You may notice that one wall does not look pretty at all – it is covered by some industrial-looking tarp.  Well, this is one of the more interesting things in this room – it may – or may not – contain a missing DaVinci painting!  As the story goes, Leonardo was commissioned in 1503 to paint one long wall with a battle scene celebrating a famous Florentine victory.
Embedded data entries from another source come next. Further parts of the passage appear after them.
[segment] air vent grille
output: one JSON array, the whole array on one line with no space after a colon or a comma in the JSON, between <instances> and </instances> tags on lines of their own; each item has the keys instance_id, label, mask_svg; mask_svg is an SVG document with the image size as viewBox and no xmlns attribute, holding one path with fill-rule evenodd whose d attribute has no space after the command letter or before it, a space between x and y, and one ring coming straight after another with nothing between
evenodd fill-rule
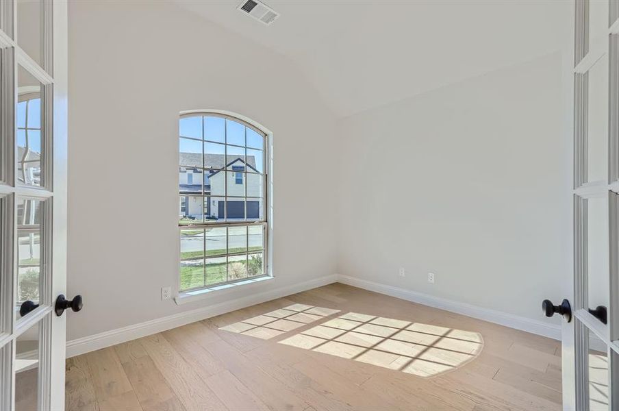
<instances>
[{"instance_id":1,"label":"air vent grille","mask_svg":"<svg viewBox=\"0 0 619 411\"><path fill-rule=\"evenodd\" d=\"M241 6L241 9L245 10L248 13L251 13L251 10L253 10L253 8L258 5L255 1L252 1L252 0L247 0L247 1Z\"/></svg>"},{"instance_id":2,"label":"air vent grille","mask_svg":"<svg viewBox=\"0 0 619 411\"><path fill-rule=\"evenodd\" d=\"M237 9L266 25L279 17L277 12L257 0L244 0Z\"/></svg>"}]
</instances>

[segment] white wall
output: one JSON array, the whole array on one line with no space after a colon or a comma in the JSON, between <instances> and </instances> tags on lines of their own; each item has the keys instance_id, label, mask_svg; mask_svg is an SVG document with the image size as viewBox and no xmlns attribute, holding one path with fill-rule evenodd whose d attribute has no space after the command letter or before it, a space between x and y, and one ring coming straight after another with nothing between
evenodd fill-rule
<instances>
[{"instance_id":1,"label":"white wall","mask_svg":"<svg viewBox=\"0 0 619 411\"><path fill-rule=\"evenodd\" d=\"M338 273L544 318L571 270L561 75L557 53L340 121Z\"/></svg>"},{"instance_id":2,"label":"white wall","mask_svg":"<svg viewBox=\"0 0 619 411\"><path fill-rule=\"evenodd\" d=\"M247 292L160 299L178 273L181 110L230 110L274 134L276 279L260 290L335 272L335 215L312 201L336 194L316 166L334 164L333 119L296 66L167 2L71 1L69 19L68 287L84 309L68 340Z\"/></svg>"}]
</instances>

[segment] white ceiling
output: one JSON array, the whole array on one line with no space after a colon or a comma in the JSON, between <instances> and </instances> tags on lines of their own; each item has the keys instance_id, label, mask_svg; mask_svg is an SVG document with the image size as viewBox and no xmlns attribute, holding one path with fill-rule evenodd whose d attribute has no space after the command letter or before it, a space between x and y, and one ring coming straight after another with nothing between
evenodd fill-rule
<instances>
[{"instance_id":1,"label":"white ceiling","mask_svg":"<svg viewBox=\"0 0 619 411\"><path fill-rule=\"evenodd\" d=\"M175 0L294 60L344 116L514 64L568 41L563 0L267 0L265 26L240 0Z\"/></svg>"}]
</instances>

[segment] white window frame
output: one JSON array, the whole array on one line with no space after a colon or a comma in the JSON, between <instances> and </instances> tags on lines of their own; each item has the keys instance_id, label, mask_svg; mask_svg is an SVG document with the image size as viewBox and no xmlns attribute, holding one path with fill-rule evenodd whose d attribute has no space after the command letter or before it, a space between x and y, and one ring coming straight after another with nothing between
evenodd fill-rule
<instances>
[{"instance_id":1,"label":"white window frame","mask_svg":"<svg viewBox=\"0 0 619 411\"><path fill-rule=\"evenodd\" d=\"M177 266L179 270L177 273L176 279L177 279L177 296L175 297L175 301L177 304L182 304L188 302L191 302L196 299L205 298L209 295L212 295L212 292L217 291L218 293L219 292L222 292L223 290L233 290L238 286L251 286L251 284L254 284L255 286L257 286L257 284L268 283L270 282L265 282L264 280L272 279L273 278L273 133L268 130L266 127L264 127L261 124L245 117L242 115L238 114L237 113L234 113L232 112L229 112L226 110L188 110L183 111L180 112L180 116L179 119L186 118L186 117L192 117L192 116L214 116L214 117L223 117L224 119L227 119L231 120L233 121L236 121L243 125L246 126L248 128L253 129L257 133L262 134L264 136L264 143L263 143L263 167L264 167L264 176L262 179L262 219L257 221L227 221L225 219L224 219L223 221L204 221L203 222L197 223L194 225L181 225L179 224L179 230L178 230L178 238L180 238L180 232L182 229L188 229L191 228L199 229L209 227L249 227L254 224L255 225L261 225L264 227L263 232L264 240L263 240L263 274L259 276L252 277L247 279L231 279L225 282L218 283L216 284L209 284L204 286L203 287L194 288L187 290L181 290L181 275L180 275L180 264L178 264ZM179 130L180 131L180 130ZM177 134L177 139L180 137L180 133ZM246 142L247 144L247 142ZM226 166L227 158L225 157L224 162L224 167ZM181 164L179 164L179 168L177 169L177 172L179 169ZM231 173L231 169L230 170L227 170ZM244 179L247 182L247 179ZM227 178L225 179L225 181L227 181ZM178 192L177 192L177 195L181 195ZM245 201L247 201L249 199L253 197L248 197L246 188L246 196L244 197ZM246 217L247 217L247 203L246 203ZM225 213L227 212L227 207L224 206ZM203 213L204 210L203 210ZM180 251L180 241L177 242L179 249L178 249L178 261L181 261L181 251ZM248 254L251 254L251 253L247 251ZM226 254L227 256L227 253Z\"/></svg>"}]
</instances>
Depending on what version you read, the painting (“The Battle of Anghiari”) was either accidentally destroyed or purposefully painted over.  In any case, National Geographic has undertaken a project to try and discover this lost masterpiece.  Another cool thing in this room is a Michelangelo statue “Genius of Victory” (1533–1534) – from what I gathered, Michelangelo wasn’t very found of working on this statute and it was actually a nephew who decided to give it to the Medici family as a present.  If you notice the bottom figure, it is unfinished – it looks very similar to the “prisoners” at L’Accademia (but you’re not allowed to take pictures there, so here’s the closest peek you get).  Michelangelo believed the sculptures were already inside the stone and his job was to “free” them – so once they were “free” he didn’t always feel compelled to finish them.

Row 3/4:

Now we’re upstairs in some of the private chambers.  The next 4 photos are from the room of Lorenzo the Magnificent and represent “grotesques” (and my favorite art in the palace – you know how I love weird old art!).  Okay, what I understood my teacher to say (I was taking notes) was that either the owner (or the artist?) was playing ball as a kid and fell (in a well?) and hit his head and had weird dreams, and these pictures represent the things he dreamed.  Since I was pretty sure I didn’t get that quite right I have done some actual research and this is what I found out (I got it about 60% right): In the 15th century, a young Roman fell into a hole and found himself in a cave with walls covered with weird frescoes (the “cave” was actually a room in an unfinished palace complex started by Nero in AD 64), inspiring him and many artists to follow to paint in this very fanciful style, baptized “grotesque.”  (I think the secondary lesson here is that while my Italian can be trusted with minor tasks, do not rely on it for matters of life-or-death!).

Row 5:

In this last set of photos, we have one wall (“water”) in the room of the 4 elements.  Apparently this room was decorated on each side with an allegory for the 4 elements (fire, wind, water, air) because by working in this room the powers of the elements were harnessed and it increased your mojo.  And if you’re asking “hmm….did the artist ‘borrow’ the ‘Birth of Venus’ idea form Botticelli?’ the answer is “yes.”  There is also a beautiful old courtroom with a clear shot of the Duomo through a window behind where the judges sat.  If I understood my teacher correctly, this was done purposefully to keep the head of the state mindful of the head of the church, but I haven’t been able to verify this anywhere (in any case, it makes for a cool view).  Finally, there’s a shot of the Medici map room – an entire room filled of maps of the world – all impressively drawn by hand and from travelers’ recollections back in the 15oo’s!  (While they are amazingly accurate for their time, I would not set sail by them today.)

So there we have my first official “tour” of Florence.  I hope you have enjoyed the view and maybe learned something (and that most of it is accurate!).  Thanks for coming along!